Di sisi lain, sembari mengamati Larry, Ben mencari sosok Camelia di kelompok itu.
Sayangnya, tidak ada. Justru seorang mahasiswa laki-laki berseragam kaos buddy melintas di depan Ben.
Dia pun langsung memanggilnya dan bertanya tentang Camelia.
“Camelia dan Rosaline ada kelas,” jawab mahasiswa itu kemudian pergi.
Ben tidak lupa mengucapkan terima kasih bersamaan dengan kemunculan Larry di depannya.
Kali ini, dia kembali dengan wajah semringah. Dan tentu saja Ben curiga melihat ekspresi Larry.
“Aku akan mengadakan pesta di vila.” Larry terlihat antusias.
“Pesta?” Ben menatap Larry bingung. Ia enggan menduga-duga seperti apa pesta yang dimaksud oleh sahabatnya.
Namun, binar di mata Larry membuatnya merinding. Terlebih, kalimat pria itu selanjutnya. “Kurasa hanya dengan menggelar pesta, aku bisa bertemu dengan banyak gadis cantik yang bisa diajak bersenang-senang!”
***
“Datang yuk!”
Tetiba Rosaline muncul di hadapan Camelia sambil menunjukkan layar ponselnya yang tengah menampilkan sebuah undangan.
Camelia yang sedang asyik menyimak siniar tentang salah satu materi kuliahnya, langsung mengangkat wajah.
Ekspresi bingung bercampur penuh tanya dari Camelia tentu saja membuat Rosaline gemas. “Ke mana?”

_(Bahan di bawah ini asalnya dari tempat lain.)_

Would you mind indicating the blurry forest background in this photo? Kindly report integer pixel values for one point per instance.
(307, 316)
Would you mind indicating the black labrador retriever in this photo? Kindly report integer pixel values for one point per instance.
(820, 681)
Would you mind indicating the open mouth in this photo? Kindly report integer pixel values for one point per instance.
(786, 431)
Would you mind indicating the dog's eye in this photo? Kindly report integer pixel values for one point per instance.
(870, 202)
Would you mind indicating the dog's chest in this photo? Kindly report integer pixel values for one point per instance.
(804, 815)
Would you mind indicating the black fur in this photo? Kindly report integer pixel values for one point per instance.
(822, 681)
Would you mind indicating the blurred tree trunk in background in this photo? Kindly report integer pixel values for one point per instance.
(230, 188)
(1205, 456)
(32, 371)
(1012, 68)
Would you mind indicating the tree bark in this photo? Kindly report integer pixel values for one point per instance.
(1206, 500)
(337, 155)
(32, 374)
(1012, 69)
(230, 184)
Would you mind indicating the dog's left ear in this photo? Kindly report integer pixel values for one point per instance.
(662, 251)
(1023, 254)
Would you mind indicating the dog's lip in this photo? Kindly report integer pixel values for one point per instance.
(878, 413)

“Kamu benar-benar tidak tahu?” Rosaline menatap Camelia tidak percaya. Rosaline akui, Camelia memang gadis yang pendiam dan cenderung tertutup, tapi apa yang ia bicarakan kali ini adalah pengecualian. sungguh tidak percaya begitu Camelia menganggukkan kepala sebagai jawaban.
Rosaline lalu mengambil tempat untuk kemudian duduk di samping Camelia. Dengan penuh semangat, gadis itu menceritakan tentang isi undangan yang baru saja ditunjukkannya.

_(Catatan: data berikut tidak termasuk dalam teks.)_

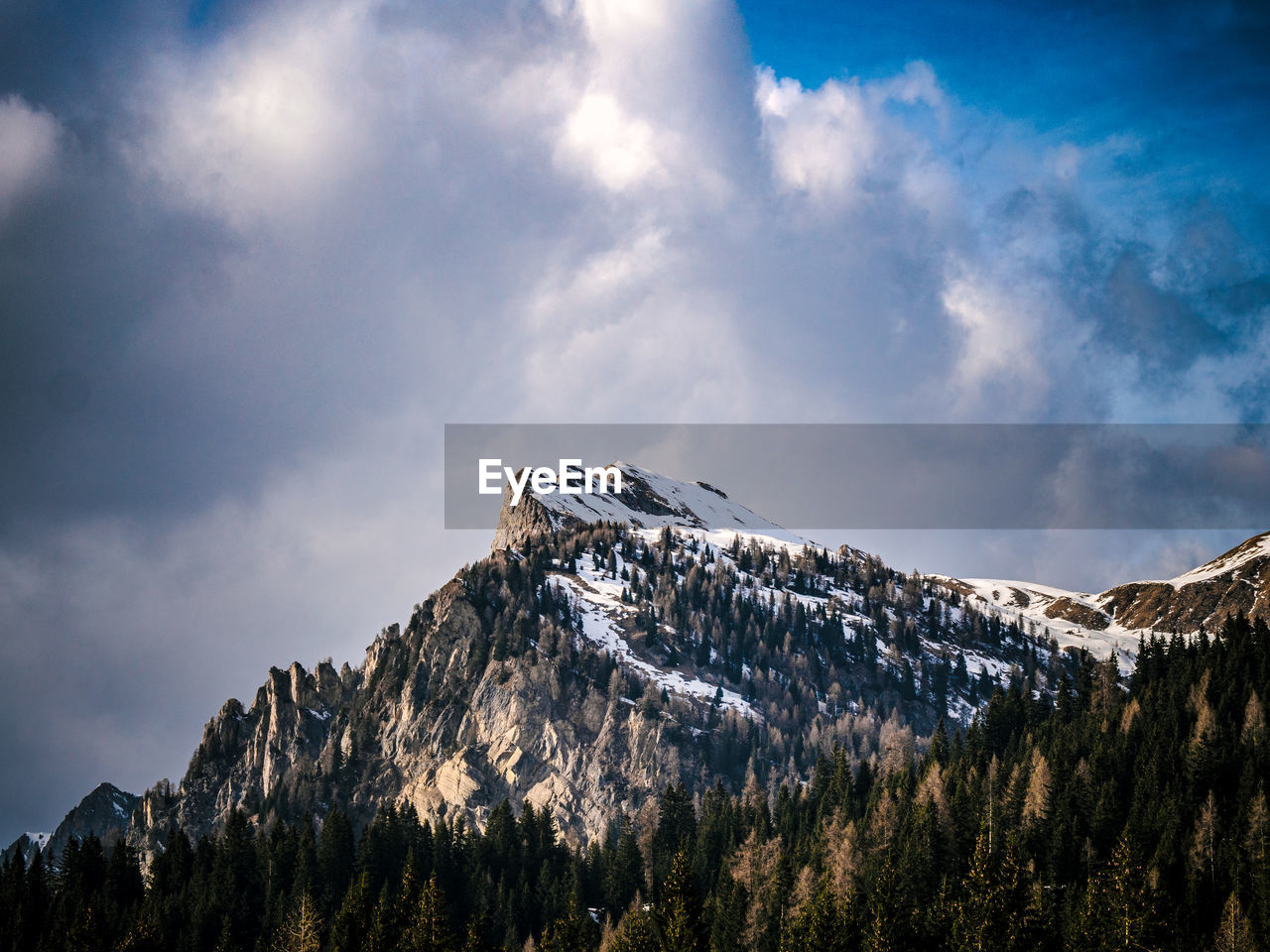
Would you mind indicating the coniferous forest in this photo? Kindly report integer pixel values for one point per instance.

Ternyata undangan itu berasal dari Larry.
Dalam undangannya yang bersifat terbuka, Larry mengajak seluruh mahasiswa di fakultas untuk hadir ke pesta yang digelarnya di sebuah vila di dalam kota yang terkenal karena harga sewanya yang fantastis.
Camelia langsung menggeleng. Ia sama sekali tidak tertarik dengan pesta. Tentu saja penyebabnya karena ia tidak suka keramaian.
“Bukankah kamu adalah buddy-nya Larry? Kamu yakin tidak datang ke pestanya hanya karena tidak suka keramaian?” Rosaline menatap Camelia penuh harap.
Sayangnya, gadis itu justru menggeleng. “Lagipula pestanya diadakan malam hari. Itu di luar jam kampus. Jadi aku tentu boleh tidak hadir, kan?”
Rosaline tampak mencebikkan bibirnya. “Aku tidak mau mendengar alasan apa pun dan nanti malam aku dan Ben akan menjemputmu. Kamu harus siap sebelum kami datang. Awas saja kalau kamu tidak membukakan pintu ketika kami datang.”
Hal itu sontak membuat Camelia terdiam. Gadis itu hanya mengerjap ketika akhirnya sosok Rosaline semakin menjauh dari hadapannya.
Namun, di sinilah Camelia.
Dia masih mematung di depan lemari kecil yang berisi beberapa potong pakaian miliknya.
Ini jugalah yang menjadi alasan lainnya Camelia enggan datang ke acara tidak resmi. Ia tidak memiliki jenis pakaian yang beragam.
Drrt!
Ponsel yang berdering tidak begitu nyaring membuyarkan fokus Camelia. Nama Rosaline terpampang di layar.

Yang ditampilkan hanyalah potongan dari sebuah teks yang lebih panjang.